Microsoft, the world's largest maker of computer software, has reported an 11% rise in first quarter profit driven by sales of home and business products.
Microsoft's stellar growth may be slowing
Profit was $2.9bn (£1.6bn) in the three months ending 30 September, from $2.6bn a year earlier. Sales rose to $9.2bn.
Revenue in the current quarter may miss market estimates, the firm warned, and analysts said growth from now on is set to be steady rather than spectacular.
Microsoft shares, under pressure this year, closed down 2.87% on Friday.
Microsoft said that its plan to offer bonuses based on stocks, rather than stock options, had hit profits in the fiscal first quarter.

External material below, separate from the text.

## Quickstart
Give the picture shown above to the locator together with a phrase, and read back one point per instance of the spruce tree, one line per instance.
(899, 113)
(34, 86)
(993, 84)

Earnings also were dented by Microsoft's decision to cut its massive cash holdings and return money to investors.
Microsoft said that some customers are putting off buying products, preferring to wait for new versions of its Windows and server programs in 2006 and 2007 respectively.
Sales of its Windows program grew by 6.5% in the first quarter, while sales of its Office product rose by 14%.
The Windows server product is expected to be a major revenue driver in coming quarters, with the company calling demand "healthy".
Sales jumped 19% in the fiscal first quarter despite increased competition from rivals such as the free Linux software.
Microsoft said it expects total revenue of between $38.9bn and $39.2bn for the full 2005 fiscal year.
The predicted growth rate of between 5.6% and 6.4% is the slowest since the company first sold shares to investors in 1986.